Für die meisten Kinder gehört die digitale Welt zum Alltag dazu - doch das birgt Risiken, warnen Experten.

„Ich kenne wenig Erziehende, die ihre sechsjährige Tochter nachts um zwölf auf die Reeperbahn mitnehmen“, sagt Marc Jan Eumann, „aber im Netz passiert genau das jeden Tag.“ Mit welchen Inhalten Kinder und Jugendliche im Netz konfrontiert werden, weiß Eumann als Direktor der Medienanstalt Rheinland-Pfalz und Vorsitzender der Kommission für Jugendmedienschutz (KJM) genau. Sie sind vielfältig, und es gehören nicht nur harmlose Videospielen, Tiervideos oder Schminktipps dazu. Auch Hassbotschaften von Extremist*innen, mit künstlicher Intelligenz generierte Pornografie, Gewaltdarstellungen und digital manipulierte Schönheitsideale sind Teil der Netzwelt.

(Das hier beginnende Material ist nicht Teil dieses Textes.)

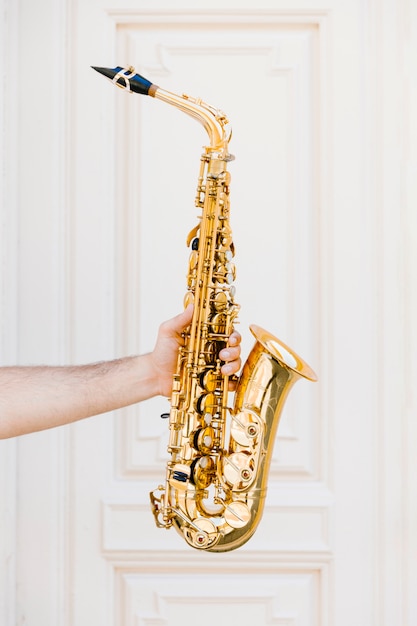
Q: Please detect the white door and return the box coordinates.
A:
[0,0,417,626]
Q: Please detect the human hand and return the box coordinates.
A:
[150,305,241,396]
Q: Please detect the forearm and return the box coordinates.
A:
[0,355,158,438]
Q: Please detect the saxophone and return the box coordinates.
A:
[94,67,317,552]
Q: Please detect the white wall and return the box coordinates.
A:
[0,0,417,626]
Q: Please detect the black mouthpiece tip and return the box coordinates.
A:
[91,65,152,96]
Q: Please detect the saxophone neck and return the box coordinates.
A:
[152,87,231,155]
[93,66,231,155]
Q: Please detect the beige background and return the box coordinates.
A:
[0,0,417,626]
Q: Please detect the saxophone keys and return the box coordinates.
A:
[223,452,254,490]
[223,502,251,528]
[169,463,191,491]
[185,517,219,548]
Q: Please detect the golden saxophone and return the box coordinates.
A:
[94,67,317,552]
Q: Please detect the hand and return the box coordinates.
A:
[151,304,241,396]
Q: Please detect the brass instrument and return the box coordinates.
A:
[94,67,317,552]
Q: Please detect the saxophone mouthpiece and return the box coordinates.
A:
[92,66,158,96]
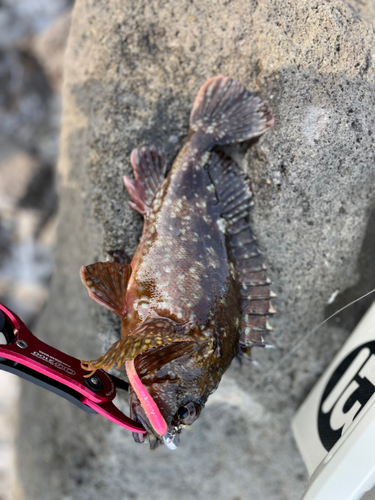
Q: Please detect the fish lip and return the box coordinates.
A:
[163,426,181,450]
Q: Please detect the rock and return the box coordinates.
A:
[18,0,375,500]
[33,10,71,93]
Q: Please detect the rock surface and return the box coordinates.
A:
[18,0,375,500]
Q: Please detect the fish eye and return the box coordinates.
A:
[177,403,196,425]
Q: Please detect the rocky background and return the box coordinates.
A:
[8,0,375,500]
[0,0,72,500]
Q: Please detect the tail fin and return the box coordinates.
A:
[190,76,274,145]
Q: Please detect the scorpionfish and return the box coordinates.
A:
[81,76,275,449]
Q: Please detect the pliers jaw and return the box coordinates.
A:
[0,304,146,434]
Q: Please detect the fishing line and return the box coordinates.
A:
[252,288,375,389]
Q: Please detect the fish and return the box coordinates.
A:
[81,75,276,449]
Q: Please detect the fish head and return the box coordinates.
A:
[130,341,218,449]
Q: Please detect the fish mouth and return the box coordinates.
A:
[133,406,181,450]
[163,426,181,450]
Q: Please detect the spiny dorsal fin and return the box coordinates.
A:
[81,262,132,318]
[124,146,167,215]
[209,153,276,352]
[208,152,252,229]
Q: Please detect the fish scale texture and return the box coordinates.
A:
[18,0,375,500]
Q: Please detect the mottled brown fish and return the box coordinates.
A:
[81,76,275,448]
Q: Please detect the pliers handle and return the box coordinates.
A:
[0,304,146,434]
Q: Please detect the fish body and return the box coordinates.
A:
[81,76,274,448]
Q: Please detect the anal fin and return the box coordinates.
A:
[81,262,132,318]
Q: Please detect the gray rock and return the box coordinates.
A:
[18,0,375,500]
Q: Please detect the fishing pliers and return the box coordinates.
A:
[0,304,146,434]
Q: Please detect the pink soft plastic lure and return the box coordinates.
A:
[125,359,168,436]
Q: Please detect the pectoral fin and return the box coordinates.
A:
[81,320,207,371]
[81,262,132,318]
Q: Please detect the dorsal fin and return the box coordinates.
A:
[81,262,132,318]
[124,146,167,215]
[209,153,276,352]
[208,152,255,228]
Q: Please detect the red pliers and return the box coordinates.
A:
[0,304,146,434]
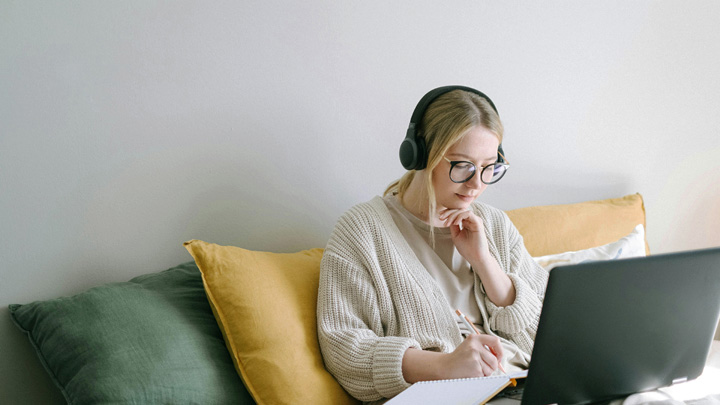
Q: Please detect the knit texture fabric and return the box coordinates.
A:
[317,197,548,402]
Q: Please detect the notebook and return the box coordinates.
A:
[386,371,527,405]
[522,248,720,405]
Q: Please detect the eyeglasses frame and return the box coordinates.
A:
[443,151,510,185]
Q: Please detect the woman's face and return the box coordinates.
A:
[432,125,500,215]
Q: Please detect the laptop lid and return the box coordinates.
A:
[522,248,720,405]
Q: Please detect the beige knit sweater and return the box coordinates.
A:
[317,197,548,401]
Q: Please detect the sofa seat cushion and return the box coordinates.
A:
[10,262,253,404]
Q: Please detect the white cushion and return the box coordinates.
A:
[533,224,645,271]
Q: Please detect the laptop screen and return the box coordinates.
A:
[522,248,720,405]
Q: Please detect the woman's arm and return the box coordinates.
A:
[317,248,420,401]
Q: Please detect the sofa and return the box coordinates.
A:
[10,194,716,404]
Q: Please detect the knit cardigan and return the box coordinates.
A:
[317,197,548,401]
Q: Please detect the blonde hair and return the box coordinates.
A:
[383,90,503,221]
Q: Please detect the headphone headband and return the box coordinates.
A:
[400,86,505,170]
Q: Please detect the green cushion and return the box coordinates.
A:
[10,262,254,404]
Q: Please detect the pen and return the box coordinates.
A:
[455,309,514,376]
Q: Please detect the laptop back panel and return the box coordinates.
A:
[522,248,720,405]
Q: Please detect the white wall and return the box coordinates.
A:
[0,0,720,403]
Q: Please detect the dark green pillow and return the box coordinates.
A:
[10,262,254,404]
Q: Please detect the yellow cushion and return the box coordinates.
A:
[507,194,650,256]
[185,240,358,404]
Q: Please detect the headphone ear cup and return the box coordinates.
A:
[400,125,427,170]
[400,134,427,170]
[400,138,418,170]
[415,137,427,170]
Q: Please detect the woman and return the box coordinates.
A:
[318,86,547,401]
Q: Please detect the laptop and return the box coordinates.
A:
[522,248,720,405]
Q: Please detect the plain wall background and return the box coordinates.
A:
[0,0,720,403]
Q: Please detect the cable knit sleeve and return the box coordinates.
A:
[317,208,420,401]
[481,206,548,354]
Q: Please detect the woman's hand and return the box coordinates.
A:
[440,208,491,265]
[402,334,502,383]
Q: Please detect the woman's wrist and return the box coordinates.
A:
[402,347,447,384]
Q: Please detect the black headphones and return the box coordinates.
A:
[400,86,505,170]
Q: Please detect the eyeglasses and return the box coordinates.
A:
[443,155,510,184]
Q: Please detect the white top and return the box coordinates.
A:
[383,195,482,335]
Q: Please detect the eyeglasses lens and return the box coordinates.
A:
[481,163,507,184]
[450,162,507,184]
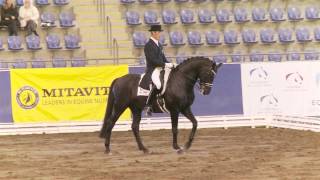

Anders als in der analogen Welt jedoch, wo Kinder und Jugendliche in der Regel vor Umgebungen geschützt werden, die für die unangemessen sind, können sie online mit dem ersten Smartphone – also oftmals bereits im Grundschulalter – bereits mit diversen fragwürdigen Inhalten in Berührung kommen. Und das hat Konsequenzen. So gingen im Jahr 2024 insgesamt 17.630 Verstöße gegen Jugendschutzbestimmungen im Netz beim Kompetenzzentrum jugendschutz.net ein. Im Vergleich zum Vorjahr, in dem 7.645 Fälle gemeldet wurden, hat sich die Zahl damit mehr als verdoppelt. Jugendschutz.net führt das vor allem auf mehr Hinweise zurück, also eine schrumpfende Dunkelziffer. Trotzdem steht für das Kompetenzzentrum fest: Hass und Sexualisierung nehmen im Netz zu – und damit auch das Risiko, dass Kinder und Jugendliche damit in Berührung kommen.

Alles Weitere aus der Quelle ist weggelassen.